Beautiful Tragedies | Teen Ink

Beautiful Tragedies

August 17, 2015
By gracebrindle DIAMOND, Westfield, New Jersey
gracebrindle DIAMOND, Westfield, New Jersey
54 articles 27 photos 1 comment

Favorite Quote:
"People are screwed up in this world. I'd rather be with someone screwed up and open about it than somebody perfect and ready to explode." - Ned Vizzini, It's Kind of a Funny Story


I had French with Kate Williams and Ben Miller in eighth grade.
There was something about Kate that I felt drawn to. She wasn’t particularly pretty; her flat brown hair was a deep contrast to her pale skin, eyes a plain brown and paired with bulky glasses, comprised of thick thighs and a body that would never be considered skinny no matter how much she exercised.
Sometimes her skin was laced with ink, doodles that would turn to tattoos in later years, sometimes clumped with scars she tried to cover with long sleeves. She thought I was funny and laughed at my jokes, but there was something behind her smile that hinted at something deeper, something that cried of sad lonely nights and a life that I would never fully comprehend no matter how hard I tried. There was something inside her that was broken, beautifully tragic, and maybe I found her so fascinating because humans are attracted to destruction.
Our French class was run by an Indian woman who barely spoke English, let alone French, and who was so oblivious I almost felt sorry for her. Kate and I would sit in the back of the room and snicker along with our class whenever she made a mistake, and soon the entire class became a test of how much we could make fun of her without her knowing. I was her prized student, the one whose answers she used for the answer keys and who all the other students would have hated had the class not been such a joke. If it taught me anything it is that middle school students are ruthless and teachers, especially the clueless, are often the most vulnerable prey.
  Kate and I became friends, and we sat together everyday. I didn’t talk to Ben until Valentine’s Day, when we were making cards in class.
“Kate, I wrote you a poem,” Ben said, holding up a lacy heart-shaped piece of paper. “Will you go out with me?”
Ben was six feet tall, a sheath of blonde hair and freckles and blue eyes. He was hilarious; everything that came out of his mouth was outlandishly funny and entirely inappropriate.

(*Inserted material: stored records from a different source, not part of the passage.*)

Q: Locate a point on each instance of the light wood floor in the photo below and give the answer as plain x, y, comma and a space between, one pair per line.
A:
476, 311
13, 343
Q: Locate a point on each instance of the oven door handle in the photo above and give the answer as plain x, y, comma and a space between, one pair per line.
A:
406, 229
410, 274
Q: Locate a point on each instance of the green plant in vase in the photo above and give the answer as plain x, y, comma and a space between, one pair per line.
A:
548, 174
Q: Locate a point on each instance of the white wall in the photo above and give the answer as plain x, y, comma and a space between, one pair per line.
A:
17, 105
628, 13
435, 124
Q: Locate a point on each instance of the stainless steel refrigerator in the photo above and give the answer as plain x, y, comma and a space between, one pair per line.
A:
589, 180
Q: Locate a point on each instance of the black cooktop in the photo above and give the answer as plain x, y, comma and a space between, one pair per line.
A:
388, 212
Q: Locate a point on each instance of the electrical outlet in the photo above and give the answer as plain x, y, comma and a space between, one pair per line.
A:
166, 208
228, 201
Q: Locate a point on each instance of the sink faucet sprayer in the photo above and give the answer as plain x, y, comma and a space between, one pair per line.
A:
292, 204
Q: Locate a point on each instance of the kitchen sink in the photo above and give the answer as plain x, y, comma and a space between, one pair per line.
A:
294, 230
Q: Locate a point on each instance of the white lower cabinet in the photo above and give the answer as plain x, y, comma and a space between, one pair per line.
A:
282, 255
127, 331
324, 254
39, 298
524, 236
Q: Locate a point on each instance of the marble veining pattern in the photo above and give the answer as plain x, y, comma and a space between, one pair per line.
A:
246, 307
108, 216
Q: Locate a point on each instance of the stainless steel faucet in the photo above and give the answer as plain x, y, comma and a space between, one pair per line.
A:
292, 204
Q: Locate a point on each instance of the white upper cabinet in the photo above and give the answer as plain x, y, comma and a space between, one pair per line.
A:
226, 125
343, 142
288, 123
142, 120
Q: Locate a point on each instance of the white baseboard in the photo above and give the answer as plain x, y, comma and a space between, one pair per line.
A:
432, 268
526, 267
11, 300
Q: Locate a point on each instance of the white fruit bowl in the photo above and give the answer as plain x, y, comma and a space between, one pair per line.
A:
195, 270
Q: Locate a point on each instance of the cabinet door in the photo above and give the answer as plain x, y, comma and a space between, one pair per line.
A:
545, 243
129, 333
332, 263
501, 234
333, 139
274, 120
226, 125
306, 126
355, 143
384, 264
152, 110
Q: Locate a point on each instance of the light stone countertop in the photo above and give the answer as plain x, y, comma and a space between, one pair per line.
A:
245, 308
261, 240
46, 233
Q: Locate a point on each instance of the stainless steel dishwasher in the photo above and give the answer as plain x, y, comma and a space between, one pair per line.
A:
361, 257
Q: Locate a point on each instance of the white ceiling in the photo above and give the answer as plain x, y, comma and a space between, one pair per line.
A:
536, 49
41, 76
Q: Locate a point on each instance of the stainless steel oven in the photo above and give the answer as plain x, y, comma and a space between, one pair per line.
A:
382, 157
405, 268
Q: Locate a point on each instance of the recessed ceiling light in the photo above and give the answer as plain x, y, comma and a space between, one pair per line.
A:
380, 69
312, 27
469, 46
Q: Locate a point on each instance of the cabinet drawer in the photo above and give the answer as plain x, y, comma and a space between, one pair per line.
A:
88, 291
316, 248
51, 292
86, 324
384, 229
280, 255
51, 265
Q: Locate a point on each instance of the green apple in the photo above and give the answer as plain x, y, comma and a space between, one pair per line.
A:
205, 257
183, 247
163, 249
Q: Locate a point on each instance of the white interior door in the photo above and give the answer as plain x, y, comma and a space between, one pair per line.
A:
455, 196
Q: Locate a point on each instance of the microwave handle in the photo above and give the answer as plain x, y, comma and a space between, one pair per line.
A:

He was all wit and cunning, the definition of a smartass, but having known him since fourth grade I knew he also had a stepdad he hated and that there was something slightly broken inside of him too.
Kate rolled her eyes and smiled. I presumed he was joking, but was surprised to find his poem was actually really good and discovered that he was dead serious. They started officially dating in March.
I loved being a third wheel. They shared their world with me and I basked in it. They were not a perfect couple, they fought all the time and half the time made jokes about how ugly the other one was, but they meshed well.
The broken part of him complemented the broken part of her. They genuinely loved each other. In his journal, he wrote about how his favorite day of the year was when they sat on his roof together and watched the sun set, her hair flying in the wind, tinted red from the sunlight, and he thought to himself, god, she is so beautiful.
There were rumors about them of course. “She’s such a slut, did you hear what she let him do to her?” But they were spread by jealous girls who had never had a glimpse of what real love was, and I felt so lucky to be trusted to share in their love for each other.
He got in fights over her; she broke down crying sometimes. She screamed and shouted and threw things; he punched walls. He smoked pot, sometimes until everything went blurry at the edges, and she did too. They both drank until they couldn’t remember.
People talked about him, they spread rumors and told lies and also truths he never wanted unearthed. She didn’t believe them and when she did, she always listened to him first before listening to the others. She never left him, until she did.
It was the little things they did. When she held his hand in class or when he called her more beautiful than any model he ever saw. When she comforted him after his grandfather died. Sometimes just the way he looked at her was enough, as if she was the most beautiful thing he ever saw.
When they broke up, I almost cried. Now I see her and she is still sad and I am sad now too but sometimes we sit together and smile at each other and the world is a little less sad. When I see him, he is high or he is smiling or he is happy or faking it, but he is still broken. We are all broken, that is the one thing that never fades.
Last night I saw them, two years since that French class, drunk on dance music and high on pot. She was settled into his lap, a straw dangling elegantly between her fingers like Audrey Hepburn in Breakfast at Tiffany’s, smiling up at him. Just the way he looked at her was enough.



Similar Articles

JOIN THE DISCUSSION

This article has 0 comments.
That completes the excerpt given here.